Mitigating SERVICE_BROKER_WAITFOR_MANAGER latch waits

Our production environment recently started generating alerts on huge blocking chains (100s of requests), which were accompanied by increased database response times for various procedures. The blocking chains all had the latch wait SERVICE_BROKER_WAITFOR_MANAGER in common, some of which were blocking for seconds (adding significant overhead to operations that would normally complete in a few milliseconds).

In this post I'll walk through what an environment leveraging service broker might look like, show you how to reproduce the issue, and offer some mitigation strategies/general advice for service broker at scale.

Blocking

Service Broker Recap

SQL Service Broker (SSB) can be used as a messaging system to decouple applications. Note that SSB is a complex product and this specific example only covers one way it can be used (or perhaps misused).

Imagine a website application wants to process a card payment - the website would queue a process_payment message (to a SSB queue). That SSB queue is monitored by a separate payment application. The payment application would receive the process_payment message, process the payment, and respond to the website with the result. This is an example of a dialog (two-way) conversation.

SSB also supports fire and forget (care needs to be taken to ensure it is implemented correctly), which you might use if the website wants to send an email, but doesn't need to wait for the result (the website puts an order_confirm_email message on a SSB queue, and the email application processes it from that queue at some point in the future). Background processes can also take advantage of fire and forget to queue up a large amount of work - imagine an email for newsletter_mail for every subscriber.

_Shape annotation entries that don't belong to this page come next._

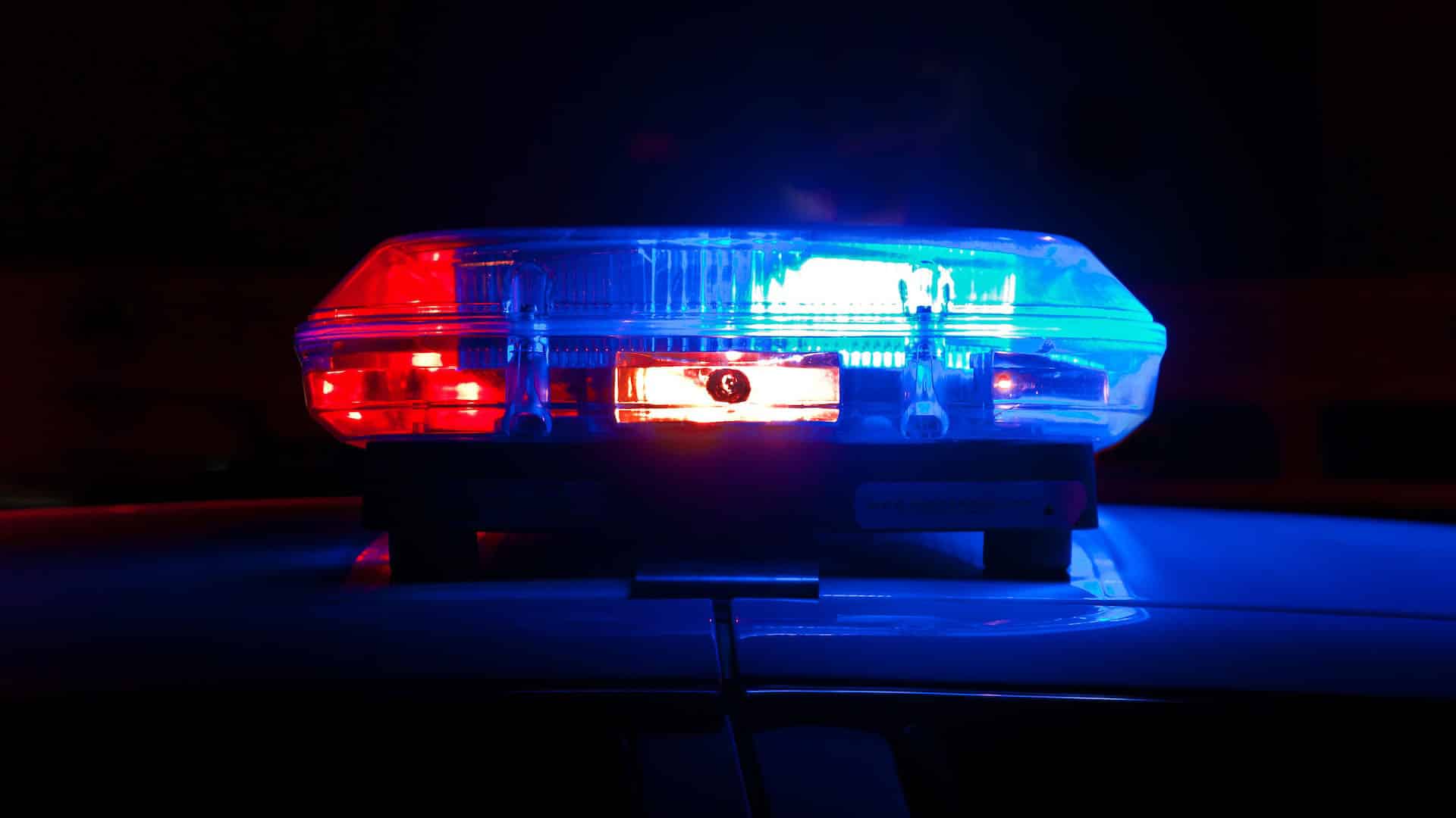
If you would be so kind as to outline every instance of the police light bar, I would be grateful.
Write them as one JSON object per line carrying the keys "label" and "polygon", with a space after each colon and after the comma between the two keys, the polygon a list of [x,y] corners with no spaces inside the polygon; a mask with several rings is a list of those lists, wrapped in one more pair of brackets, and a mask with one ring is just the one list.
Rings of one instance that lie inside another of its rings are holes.
{"label": "police light bar", "polygon": [[296,341],[309,410],[354,445],[772,426],[1102,448],[1147,418],[1166,345],[1073,240],[874,229],[405,236]]}

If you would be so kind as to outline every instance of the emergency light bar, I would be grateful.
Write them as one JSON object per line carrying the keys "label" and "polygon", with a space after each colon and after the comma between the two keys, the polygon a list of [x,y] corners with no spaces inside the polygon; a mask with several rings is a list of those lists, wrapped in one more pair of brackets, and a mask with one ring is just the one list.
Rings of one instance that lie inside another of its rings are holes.
{"label": "emergency light bar", "polygon": [[1102,448],[1152,410],[1165,344],[1082,245],[1006,230],[406,236],[297,332],[309,409],[354,445],[747,425]]}

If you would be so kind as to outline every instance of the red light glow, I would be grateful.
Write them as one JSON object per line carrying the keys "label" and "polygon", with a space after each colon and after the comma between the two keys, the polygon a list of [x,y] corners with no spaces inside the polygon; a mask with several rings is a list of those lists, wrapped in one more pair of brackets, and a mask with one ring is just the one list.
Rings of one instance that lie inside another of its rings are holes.
{"label": "red light glow", "polygon": [[616,364],[619,424],[839,419],[837,352],[620,352]]}

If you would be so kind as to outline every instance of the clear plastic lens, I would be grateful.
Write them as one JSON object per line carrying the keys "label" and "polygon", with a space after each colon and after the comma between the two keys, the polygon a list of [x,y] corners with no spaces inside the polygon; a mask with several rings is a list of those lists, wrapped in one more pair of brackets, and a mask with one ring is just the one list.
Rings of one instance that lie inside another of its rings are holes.
{"label": "clear plastic lens", "polygon": [[893,237],[389,242],[298,330],[309,406],[360,444],[785,424],[843,441],[1107,445],[1146,418],[1163,329],[1083,247]]}

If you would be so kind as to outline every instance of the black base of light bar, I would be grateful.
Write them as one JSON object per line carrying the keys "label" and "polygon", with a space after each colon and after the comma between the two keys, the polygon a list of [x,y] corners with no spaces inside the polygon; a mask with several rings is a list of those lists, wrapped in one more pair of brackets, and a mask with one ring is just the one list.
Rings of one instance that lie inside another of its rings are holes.
{"label": "black base of light bar", "polygon": [[1064,576],[1070,531],[1096,527],[1083,444],[392,441],[365,461],[364,523],[390,533],[402,581],[478,575],[478,531],[654,559],[769,559],[815,533],[986,531],[987,573]]}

In a complex application there can be dozens or hundreds of different messages and queues, and multiple applications queueing/dequeueing messaging. Scaling SSB to cope with high throughput is a challenge of it's own (see this whitepaper on scaling SSB from 2009) - the specific scaling challenge I'll discuss in this post relates to waiters (applications waiting to dequeue messages from a queue).

Each queue can have 0 to N requests waiting to process (dequeue) a message. While you could have applications check each queue periodically (polling with receive), SSB allows you to register and 'wait' on a queue, such that the request will block until a message arrives, at which point it will be returned to the calling application. You do this with the waitfor keyword. In our environment we use waitfor to ensure each queue has a minimum of 1 waiter at all times.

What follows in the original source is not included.